Memorial Day 2007 in Israel

Memorial Day in Israel is an unusual experience. As one who has studied modern Israeli history, I’m fully aware of the human cost that has been absorbed by this small nation in her effort to survive in this neighborhood. And the traditional observance here, seems to keep that cost in the forefront of the minds of Israel’s citizens.

Since the first moments of her existence she has been in a battle for survival. Actually, that battle for survival started well before David Ben Gurion announced the independent statehood of the modern state of Israel on May 14, 1948. Since that monumental announcement, Israel has been engaged against her enemies with a formal war in each decade: 1948, War of Independence; 1956, The Sinai Campaign; 1967, The Six Day War; 1973, The Day of Atonement War; 1982 The [First] Lebanon War; 1990, The [First] Gulf War*; and 2006, The [Second] Lebanon War.

Though objective “experts” generally suggest that Israel was the victor in all these wars, except perhaps the 2006 Lebanon War, the cost in human life has been heavy.

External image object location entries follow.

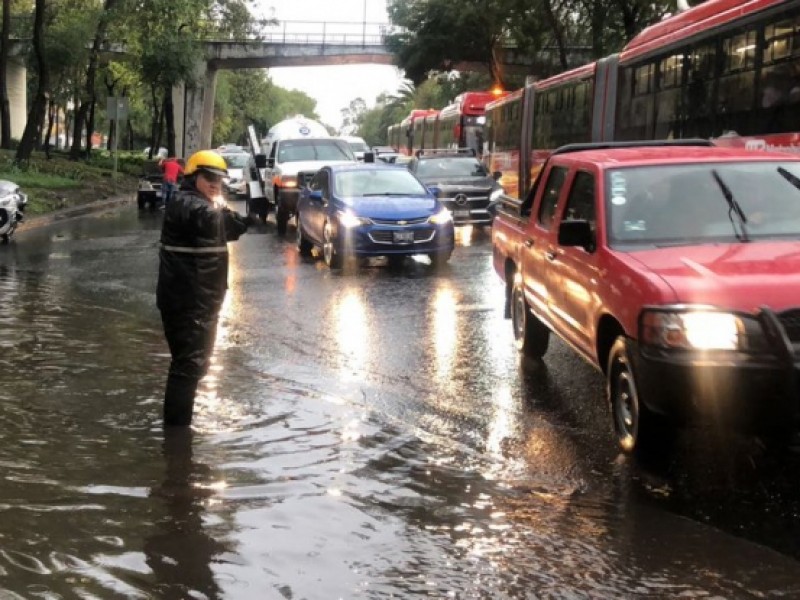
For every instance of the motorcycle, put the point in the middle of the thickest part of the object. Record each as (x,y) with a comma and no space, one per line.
(12,207)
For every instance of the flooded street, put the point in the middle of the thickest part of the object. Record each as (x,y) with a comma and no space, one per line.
(368,434)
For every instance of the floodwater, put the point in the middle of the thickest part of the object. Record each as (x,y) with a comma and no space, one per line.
(365,435)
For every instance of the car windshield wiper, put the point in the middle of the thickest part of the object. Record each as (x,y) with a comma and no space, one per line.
(733,207)
(790,177)
(385,194)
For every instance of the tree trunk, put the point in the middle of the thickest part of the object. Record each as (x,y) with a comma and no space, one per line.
(169,117)
(90,129)
(51,110)
(28,141)
(154,124)
(5,108)
(89,96)
(558,34)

And Memorial Day is dedicated to the memory of those who gave their lives in military service to this country.

It is observed differently, and I think more personally in Israel, than I have noticed in the United States. All across the nation, during Memorial Day, the air raid sirens will sound twice in an unbroken, somber wail: One minute at 8:00 in the evening and then for two minutes the next morning at 11:00.** Everything comes to a halt when the siren begins. Cars stop (even on the highway) and the occupants generally get out and stand at attention. Those on the streets, stop in their tracks and stand at attention. It is actually quite moving to see this in action.

In addition to the observance of a moment of personal silence during the sirens, throughout the day, there are memorial services in every community, as well as at every military cemetery. Places of entertainment are also closed and the radio stations play reflective, nationalistic songs, which help keep the public’s thoughts sober and contemplative, and perhaps appreciative of the sacrifice of so many.

Another important way that Memorial Day is different in Israel than in the United States is that it is directly connected to Independence Day, which is the next day. So, as Memorial Day closes out at sunset, Independence Day, opens in all its splendor. It’s as if the calendar testifies, “without sacrifice, there is no celebration.” I like this better than the month long separation between the two days in the American calendar.

*At the request of President George H.W. Bush, Israel didn’t actively participate in the 1990 Gulf War, though they did receive “retaliatory” scud missiles from Iraq.
** The Jewish day starts in the evening, the the first sound at 20:00 and the second at 11:00.